The United States continues to lead globally in privately held technology companies valued at over $1 billion, significantly outpacing Europe and China. This dominance is supported by a robust venture capital environment where risk capital fuels entrepreneurship, allowing American startups to raise substantial funds despite high failure risks. In contrast, Europe produces approximately 85% fewer tech unicorns than the U.S. and receives only 20% of its venture capital funding, hindered by fragmented markets, slower regulatory processes, and limited research and development investment. Private equity firms are currently facing challenges due to a stagnant dealmaking climate, with exit opportunities scarce amid postponed IPOs and stalled transactions.
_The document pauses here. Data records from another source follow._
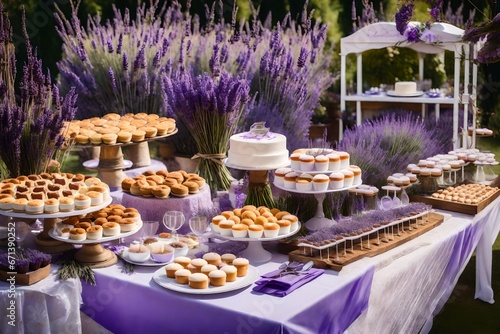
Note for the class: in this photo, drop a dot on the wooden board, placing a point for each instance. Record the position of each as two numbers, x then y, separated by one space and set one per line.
442 204
328 258
29 278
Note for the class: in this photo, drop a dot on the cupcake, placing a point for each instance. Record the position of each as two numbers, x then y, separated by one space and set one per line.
239 230
241 265
321 163
198 281
344 159
182 276
333 161
231 273
306 162
336 180
213 258
295 160
320 182
171 268
271 230
217 277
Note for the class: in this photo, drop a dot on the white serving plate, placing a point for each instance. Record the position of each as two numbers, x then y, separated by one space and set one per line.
148 263
161 279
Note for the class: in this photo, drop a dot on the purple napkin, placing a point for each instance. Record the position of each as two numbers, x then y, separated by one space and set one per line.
282 286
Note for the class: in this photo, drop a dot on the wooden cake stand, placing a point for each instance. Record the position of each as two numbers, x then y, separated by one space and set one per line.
111 164
44 240
92 253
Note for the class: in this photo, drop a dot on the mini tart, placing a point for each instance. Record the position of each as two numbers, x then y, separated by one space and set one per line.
124 136
231 273
82 202
96 198
212 258
19 205
94 232
110 229
77 234
198 281
109 138
182 276
34 206
179 190
127 224
192 186
171 268
161 191
138 135
217 277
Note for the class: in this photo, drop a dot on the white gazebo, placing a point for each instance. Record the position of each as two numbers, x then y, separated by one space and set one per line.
384 34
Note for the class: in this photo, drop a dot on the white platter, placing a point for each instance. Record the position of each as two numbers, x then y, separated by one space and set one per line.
255 168
161 279
57 214
53 234
314 191
148 263
394 94
279 237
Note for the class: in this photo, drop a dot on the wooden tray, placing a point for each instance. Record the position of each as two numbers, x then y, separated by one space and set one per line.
29 278
442 204
327 258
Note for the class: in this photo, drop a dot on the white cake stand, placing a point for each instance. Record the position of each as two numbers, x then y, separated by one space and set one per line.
319 220
92 253
255 253
43 239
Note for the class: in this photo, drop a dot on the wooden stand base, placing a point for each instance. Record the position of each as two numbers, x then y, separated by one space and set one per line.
95 256
337 257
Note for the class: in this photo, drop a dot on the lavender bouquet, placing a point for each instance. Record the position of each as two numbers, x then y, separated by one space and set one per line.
31 133
210 109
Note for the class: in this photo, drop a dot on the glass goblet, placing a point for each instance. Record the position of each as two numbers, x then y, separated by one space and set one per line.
173 220
199 226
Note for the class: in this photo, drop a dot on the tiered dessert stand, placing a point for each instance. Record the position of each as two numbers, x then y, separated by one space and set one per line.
44 240
110 164
319 220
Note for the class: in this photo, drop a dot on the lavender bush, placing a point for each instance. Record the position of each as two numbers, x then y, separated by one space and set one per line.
386 146
210 109
31 133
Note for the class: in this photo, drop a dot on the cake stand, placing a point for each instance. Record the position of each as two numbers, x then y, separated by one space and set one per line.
44 240
92 253
319 220
255 253
258 180
111 164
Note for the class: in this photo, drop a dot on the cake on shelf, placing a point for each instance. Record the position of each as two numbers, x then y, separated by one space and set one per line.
257 148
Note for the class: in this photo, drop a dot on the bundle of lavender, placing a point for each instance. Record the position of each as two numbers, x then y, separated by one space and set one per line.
24 260
31 132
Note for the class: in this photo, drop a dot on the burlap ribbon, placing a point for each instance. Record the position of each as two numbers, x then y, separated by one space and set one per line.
216 157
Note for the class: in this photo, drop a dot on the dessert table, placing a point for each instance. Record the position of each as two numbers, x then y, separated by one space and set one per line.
135 303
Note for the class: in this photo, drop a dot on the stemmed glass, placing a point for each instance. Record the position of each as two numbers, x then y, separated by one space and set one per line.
199 225
173 220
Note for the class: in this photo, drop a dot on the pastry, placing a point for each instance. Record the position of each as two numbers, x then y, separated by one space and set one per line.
77 234
182 276
198 281
241 265
171 268
94 232
231 273
34 206
110 229
212 258
217 277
As a result, firms are increasingly turning to niche securitized products, such as Collateralised Fund Obligations, to generate liquidity, although some experts caution about the transparency and accounting of these instruments. According to a Bain & Co. report, private equity funds hold around 30,000 unsold companies valued at about $3.6 trillion, reflecting pressure from investors seeking cash returns. Despite these headwinds, there is a growing bullish sentiment among private equity leaders toward the European market, which retains world-class research capabilities but requires improvements in commercialization and distribution strategies to capitalize on its talent pool. Venture capital limited partners are also exploring discounted stakes in funds, signaling shifts in the investment landscape amid economic uncertainties in the U.S. and Europe.

Europe still has world-class research, it just lacks the capitalist spirit and muscle memory for billion dollar go-to-market. Fix distribution, not talent.